Background & Motivation¶
Background: Safe RL treats reach-avoid (reaching the goal while avoiding hazards) as a core paradigm. Mainstream approaches include CMDP (Achiam, Sauté, CPPO), reward shaping, HJ reachability, and barrier functions. Many real-world scenarios (AGV routing, autonomous driving) require both "probability \(\ge p\) of satisfying reach-avoid" and "minimum expected cost"—i.e., the stochastic minimum-cost reach-avoid problem.
Limitations of Prior Work: Three main approaches each have critical drawbacks: (1) CMDP encodes reach implicitly via sparse reward/shaping, losing the semantics of reach-avoid, making weight tuning difficult and often leading to infeasibility; (2) chance-constrained/CVaR methods characterize the tail risk of "cumulative return," but not whether temporal reach-avoid specifications are satisfied, thus missing the point; (3) HJ-based RC-PPO (So 2024) directly targets minimum-cost reach-avoid, but only supports deterministic environments and cannot handle stochastic noise.
Key Challenge: In existing theory, the "probabilistic reach-avoid constraint" and "expected cumulative cost minimization" objectives are structurally incompatible—the former requires computing event probability distributions, the latter requires expected returns. The CMDP framework forcibly merges both into a single expectation, inevitably causing distortion.
Goal: (a) Define a certificate (RAPC) that provides a lower bound for "\(P(\mathbf{RA})\ge p\)" and is learnable via Bellman updates; (b) Design an objective that minimizes cost within the feasible set and maximizes reach probability outside it; (c) Provide convergence proof and demonstrate effectiveness in stochastic environments.
Key Insight: Formulate the reach-avoid probability certificate as the fixed point of a Bellman operator—using two shaping functions \(g, h\) (Eq. 1) to encode "reaching the goal" and "entering danger" into the boundaries, and then applying max-min clamping to make the operator a \(\gamma\)-contraction.

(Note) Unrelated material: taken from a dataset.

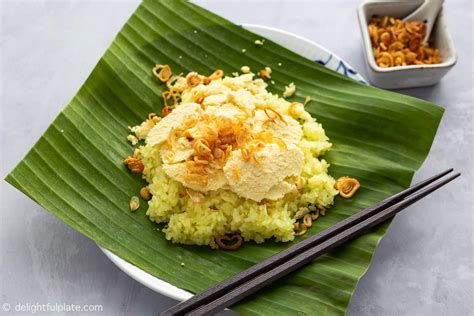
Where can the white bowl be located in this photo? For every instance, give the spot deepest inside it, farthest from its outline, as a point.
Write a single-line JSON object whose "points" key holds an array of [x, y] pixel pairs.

Core Idea: Use the "max-min-clamped" Bellman operator \(B^\pi[V]=\max\{h,\min\{g,\gamma\mathbb E V'\}\}\), whose unique fixed point \(V_{g,h}^\pi\) provides the certificate \(\mathbb P_\pi(\mathbf{RA}_x)\ge-V_{g,h}^\pi(x)/M\); introduce a compensation factor \(\phi_\gamma^\pi(x)=\mathbb E[\gamma^T\mid\mathbf{RA}_x]\) to correct the "long horizon → overly conservative estimate" issue; finally, use symmetric gradient correction to jointly optimize cost and probability.
Method¶
Overall Architecture¶
RAPCPO (Algorithm 1) is an actor-critic framework. In each main loop: (1) Interact for horizon \(H\) steps, collecting \((x_t,a_t,c_t,g(x_t),h(x_t),x_{t+1})\) into the buffer; (2) Train the RAPC critic \(Q_{g,h}(x,a;\eta)\) using Eq. 17; (3) Train the cost critic \(Q_c(x,a;\kappa)\) via TD; (4) Train the compensation factor \(\phi_\gamma(x;\xi)\) using \(y_t=\gamma^{T-t}\) from successful reach-avoid trajectories; (5) Compute the critic-induced feasible set \(\mathcal X_p^{\pi_{\theta_l}}\) and construct partitioned objectives; (6) Update the actor using symmetric projected gradients; (7) Repeat until convergence.
Key Designs¶
-
Reach-Avoid Probability Certificate (RAPC) + max-min-clamped Bellman operator:
- Function: Provides a learnable function \(V_{g,h}^\pi\) as a strict lower bound for \(\mathbb P_\pi(\mathbf{RA}_x)\), replacing the intractable true probability.
- Mechanism: Define \(g(x)<0\) on \(\mathcal T\) (set to \(-M\)), \(g(x)>0\) on \(\mathcal X\setminus\mathcal T\); \(h(x)=M\) on \(\mathcal F\), \(-M\) on \(\mathcal X\setminus\mathcal F\). The operator \(B^\pi[V](x)=\max\{h(x),\min\{g(x),\gamma\mathbb E_{a\sim\pi,x'}[V(x')]\}\}\) (Eq. 9) is a \(\gamma\)-contraction (Lemma 4.4) with a unique fixed point \(V_{g,h}^\pi\). Along successful reach-avoid trajectories (hit time \(T\), terminal state in \(\mathcal T\)), the operator reduces to linear recursion \(V(x_t)=\gamma V(x_{t+1})\), with boundary \(V(x_T)=-M\), so \(V(x_0)=-\gamma^T M\). Theorem 4.5 gives \(\mathbb P_\pi(\mathbf{RA}_x)\ge-V_{g,h}^\pi(x)/M\), i.e., the RAPC.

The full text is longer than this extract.